Results (smaller is better):

GC time (ms)

Memory Used (MiB)

standard class

80.46

211.66

standard class with __slots__

80.06

120.11

msgspec struct

13.96

120.11

msgspec struct with gc=False

1.07

104.85

  • Standard Python classes are the most memory hungry (since all data is stored in an instance dict). They also result in the largest GC pause, as the GC has to traverse the entire outer dict, each class instance, and each instance dict. All that pointer chasing has a cost.

  • Standard classes with __slots__ are less memory hungry, but still results in an equivalent GC pauses.

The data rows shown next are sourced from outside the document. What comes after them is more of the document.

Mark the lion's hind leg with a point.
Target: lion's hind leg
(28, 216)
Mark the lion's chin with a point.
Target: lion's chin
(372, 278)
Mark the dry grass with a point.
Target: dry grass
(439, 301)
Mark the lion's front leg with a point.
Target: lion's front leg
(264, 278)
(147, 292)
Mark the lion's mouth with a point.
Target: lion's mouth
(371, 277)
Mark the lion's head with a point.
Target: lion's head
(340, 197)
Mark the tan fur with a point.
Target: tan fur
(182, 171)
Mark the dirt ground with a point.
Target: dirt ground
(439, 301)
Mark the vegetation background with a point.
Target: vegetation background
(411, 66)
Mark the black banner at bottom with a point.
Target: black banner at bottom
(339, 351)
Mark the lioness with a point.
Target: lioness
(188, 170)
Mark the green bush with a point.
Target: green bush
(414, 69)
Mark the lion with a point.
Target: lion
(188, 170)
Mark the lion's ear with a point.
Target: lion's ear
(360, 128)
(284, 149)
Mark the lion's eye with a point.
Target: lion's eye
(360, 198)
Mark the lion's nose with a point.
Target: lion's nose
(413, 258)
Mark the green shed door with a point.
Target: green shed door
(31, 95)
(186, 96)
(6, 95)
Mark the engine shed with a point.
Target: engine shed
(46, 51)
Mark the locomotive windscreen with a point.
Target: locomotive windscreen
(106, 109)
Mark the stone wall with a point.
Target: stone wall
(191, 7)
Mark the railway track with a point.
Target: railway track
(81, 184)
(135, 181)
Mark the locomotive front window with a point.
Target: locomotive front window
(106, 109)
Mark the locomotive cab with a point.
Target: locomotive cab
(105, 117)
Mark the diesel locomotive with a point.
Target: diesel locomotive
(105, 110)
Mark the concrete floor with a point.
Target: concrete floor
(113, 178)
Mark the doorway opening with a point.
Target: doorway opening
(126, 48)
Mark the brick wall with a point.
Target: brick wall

  • msgspec.Struct instances have the same memory layout as a class with __slots__ (and thus have the same memory usage), but due to deferred GC tracking a full GC pass completes in a fraction of the time.

  • msgspec.Struct instances with gc=False have the lowest memory usage (lack of GC reduces memory by 16 bytes per instance). They also have the lowest GC pause (75x faster than standard classes!) since the entire composing dict can be skipped during GC traversal.

Library Size

Here we compare the on-disk size of msgspec and pydantic, its closest equivalent.

The full benchmark source can be found here.

Results (smaller is better)

version

size (MiB)

vs. msgspec

msgspec

0.18.4

0.46

1.00x

pydantic

2.5.2

6.71

14.66x

For applications where dependency size matters, msgspec is roughly 15x smaller on disk.